Unlike other major U.S. allies in Europe, the Far East, Africa and the Middle East, ‎Israel does not require U.S. military personnel and bases in order to produce an ‎exceptionally high added value to the annual U.S. investment in — and not ‎‎”foreign aid” to — Israel’s military posture.

For example, the plant manager of Lockheed Martin, the manufacturer of the ‎F-16 and F-35 fighter planes, told me during a visit to the plant in Fort Worth, Texas: “The ‎value of the flow of lessons derived from Israel’s operation, maintenance and ‎repairs of the F-16 has yielded hundreds of upgrades, producing a mega-‎billion-dollar bonanza for Lockheed-Martin, improving research and ‎development, increasing exports and expanding employment.”

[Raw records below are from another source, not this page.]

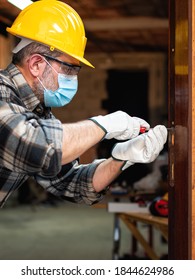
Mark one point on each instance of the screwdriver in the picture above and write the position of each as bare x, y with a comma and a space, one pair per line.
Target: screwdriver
143, 129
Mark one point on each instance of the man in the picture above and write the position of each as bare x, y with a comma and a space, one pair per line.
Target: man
43, 74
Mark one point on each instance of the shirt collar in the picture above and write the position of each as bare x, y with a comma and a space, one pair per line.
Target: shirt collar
24, 90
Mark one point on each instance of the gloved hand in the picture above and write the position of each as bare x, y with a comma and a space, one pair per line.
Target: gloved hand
143, 149
120, 125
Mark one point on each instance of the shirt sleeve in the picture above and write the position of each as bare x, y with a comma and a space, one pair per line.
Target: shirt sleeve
29, 144
74, 183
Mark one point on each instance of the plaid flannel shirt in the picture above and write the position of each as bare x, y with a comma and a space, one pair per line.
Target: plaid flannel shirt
31, 146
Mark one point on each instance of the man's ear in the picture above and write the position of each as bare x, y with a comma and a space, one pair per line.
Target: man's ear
36, 64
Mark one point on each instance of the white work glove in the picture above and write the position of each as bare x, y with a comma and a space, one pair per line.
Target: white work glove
143, 149
120, 125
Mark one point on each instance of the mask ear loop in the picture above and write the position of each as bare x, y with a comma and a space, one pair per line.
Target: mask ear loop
50, 65
41, 83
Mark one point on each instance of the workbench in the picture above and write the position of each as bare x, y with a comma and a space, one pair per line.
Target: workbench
131, 220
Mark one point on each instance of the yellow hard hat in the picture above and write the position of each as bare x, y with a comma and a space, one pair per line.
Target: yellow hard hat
55, 24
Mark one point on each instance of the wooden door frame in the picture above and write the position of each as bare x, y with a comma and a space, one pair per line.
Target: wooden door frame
181, 139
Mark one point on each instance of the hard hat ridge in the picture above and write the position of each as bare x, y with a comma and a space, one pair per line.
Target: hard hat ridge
55, 24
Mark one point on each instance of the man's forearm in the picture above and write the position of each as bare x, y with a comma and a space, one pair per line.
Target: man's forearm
106, 173
78, 138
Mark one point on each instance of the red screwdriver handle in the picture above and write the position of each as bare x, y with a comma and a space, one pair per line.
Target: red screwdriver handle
142, 129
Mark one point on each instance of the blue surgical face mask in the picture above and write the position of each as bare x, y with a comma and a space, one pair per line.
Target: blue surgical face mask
67, 89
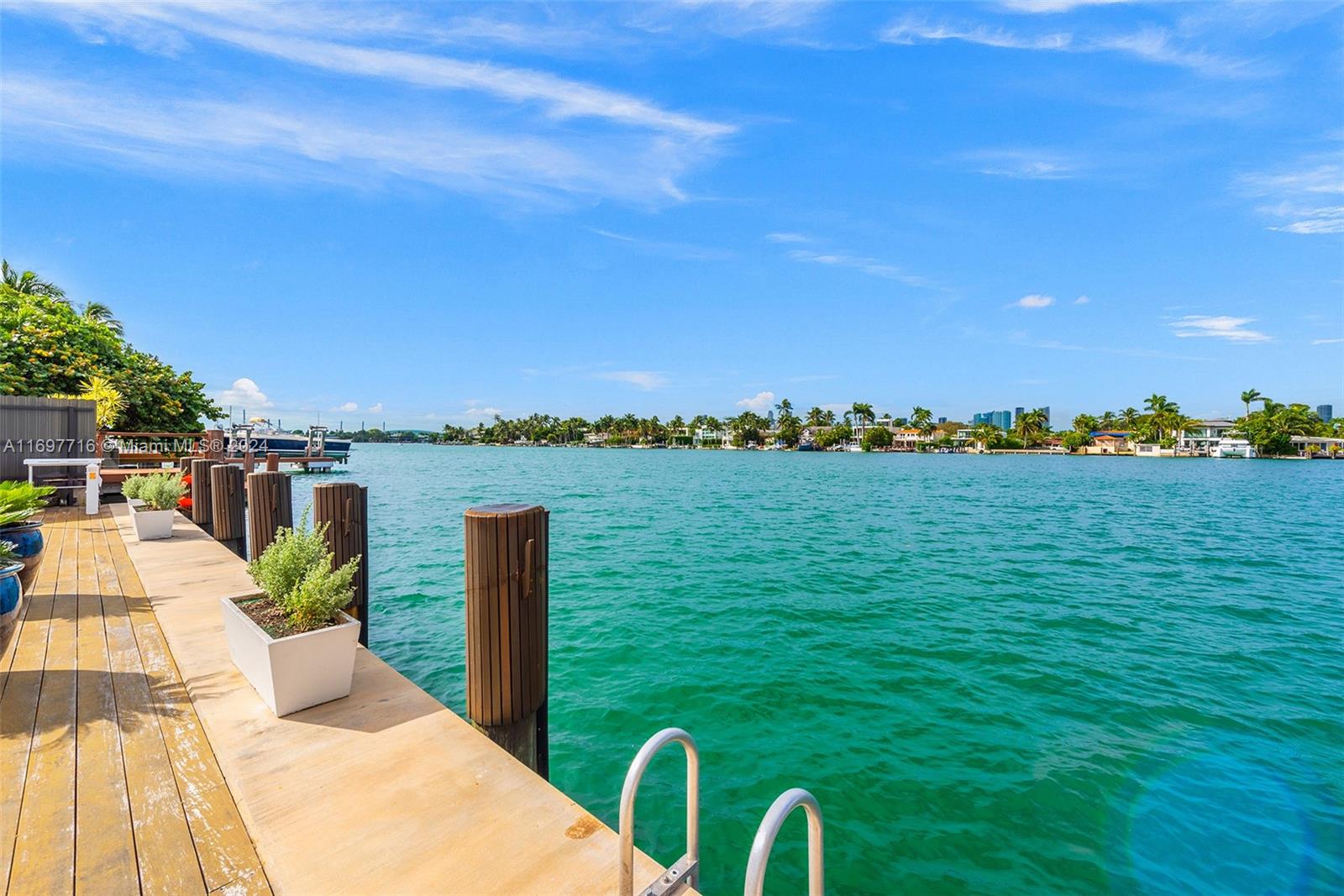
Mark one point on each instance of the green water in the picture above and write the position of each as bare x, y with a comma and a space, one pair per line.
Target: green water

A similar ‎added value has benefitted McDonnell Douglas, the manufacturer of the F-15 fighter plane ‎in Berkeley, Missouri, as well as hundreds of U.S. defense manufacturers, ‎whose products are operated by Israel. The Jewish state — the most ‎predictable, stable, effective, reliable and unconditional ally of the U.S. — has ‎become the most cost-effective, battle-tested laboratory of the U.S. defense ‎industry. ‎

According to a former U.S. Air Force intelligence chief, Gen. George Keegan: ‎‎”I could not have procured the intelligence [provided by Israel on Soviet Air ‎Force capabilities, new Soviet weapons, electronics and jamming devices] with ‎five CIAs. … The ability of the U.S. Air Force in particular, and the Army in ‎general, to defend NATO owes more to the Israeli intelligence input than it ‎does to any other single source of intelligence.” The former chairman of the ‎Senate Appropriations Committee, Sen. Daniel Inouye, revealed that “Israel ‎provided the U.S. [operational lessons and intelligence on advanced Soviet ‎ground-to-air missiles] that would have cost the U.S. billions of dollars to find ‎out.”

On Oct. 28, 1991, in the aftermath of the First Gulf War, then-Defense ‎Secretary Dick Cheney stated: “There were many times during the course of ‎the buildup in the Gulf, and subsequent conflict, that I gave thanks for the ‎bold and dramatic action that had been taken some 10 years before [when ‎Israel destroyed Iraq’s nuclear reactor at Osirak].” The destruction of Iraq’s ‎nuclear capabilities in 1981 spared the U.S. a nuclear confrontation in 1991.

An Israel-like ally in the Persian Gulf would have dramatically minimized U.S. ‎military involvement in Persian Gulf conflicts, and drastically reduced the ‎monthly, mega-billion dollar cost of U.S. military units and bases in the ‎Gulf and Indian Ocean, as is the current Israel-effect in the eastern flank of ‎the Mediterranean.‎

Yoram Ettinger is a former ambassador and head of Second Thought: A U.S.-Israel Initiative.